Microwaves are electromagnetic rays with a frequency range of 0.3 GHz to 300 Ghz. They are found between the radio waves and the infrared waves in the electromagnetic spectrum. Microwave radiation is the radiating wave movement in which microwave energy travels.
This type of energy takes a straight line path. Like all electromagnetic waves, they do not require a medium to travel through. They can pass through non-metal materials like plastic and glass, but get reflected off metal surfaces. Microwaves are absorbed by foods and other materials with high water content, and produce heat. This is the operational principle on which microwave kitchen appliances work.
A microwave oven consists of a high voltage transformer, an electron tube called magnetron, a wave guide fan, and a cooking chamber. The transformer passes electric energy to the magnetron, which converts this electric energy into microwave radiation. The radiation is reflected in the cooking chamber and absorbed by the food.
As a result of the microwave absorption, the water molecules in the food begin to vibrate. This molecular movement produces heat, which cooks the food.
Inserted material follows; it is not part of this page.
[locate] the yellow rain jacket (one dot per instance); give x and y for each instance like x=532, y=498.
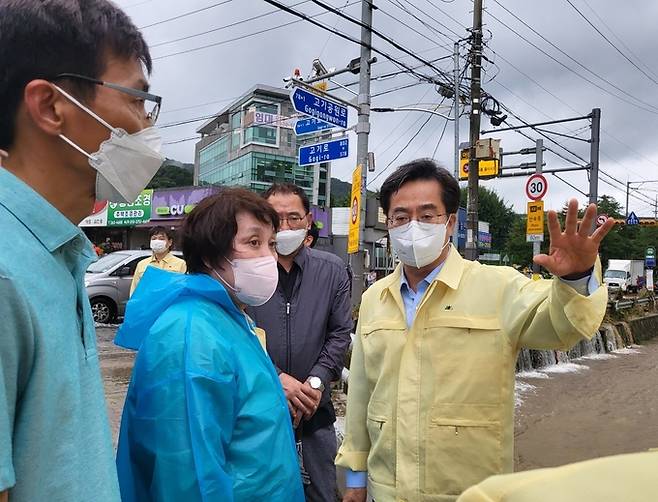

Foods that have higher concentrations of water molecules cook faster. In thicker foods, the outer part is cooked by the microwaves and the inner part is cooked by conduction of heat from the heated outer part.
Concerns about microwaves turning food radioactive are baseless. The "radiation" refers to the way in which microwaves move, not radioactivity. Microwaves are of a non-ionizing character, which means that they do not have the energy to cause chemical changes in substances as would happen in the case of radioactivity.
The principle danger of microwaves is that body tissue can be affected in the same way that food is. They can cause burns, eye cataracts, and other injuries. It, however, would take high levels of energy for this to happen. The levels of radiation in kitchen appliances are fortunately very low.
Microwave radiation also stops as soon as an appliance is turned off. This means that the dangers of standing in front of the microwave oven are rather negligible. At the same time, it is important for cooks to take sensible precautions.
Before buying a microwave kitchen appliance, a shopper should make sure that it meets industry approved safety standards. He should read and follow the device's instructions before using it. Only bowls and vessels specifically designed for microwave oven use should be placed inside. People should also avoid heating water or other liquids in the oven, at least not for long periods. The oven door should also be kept shut when it is in operation.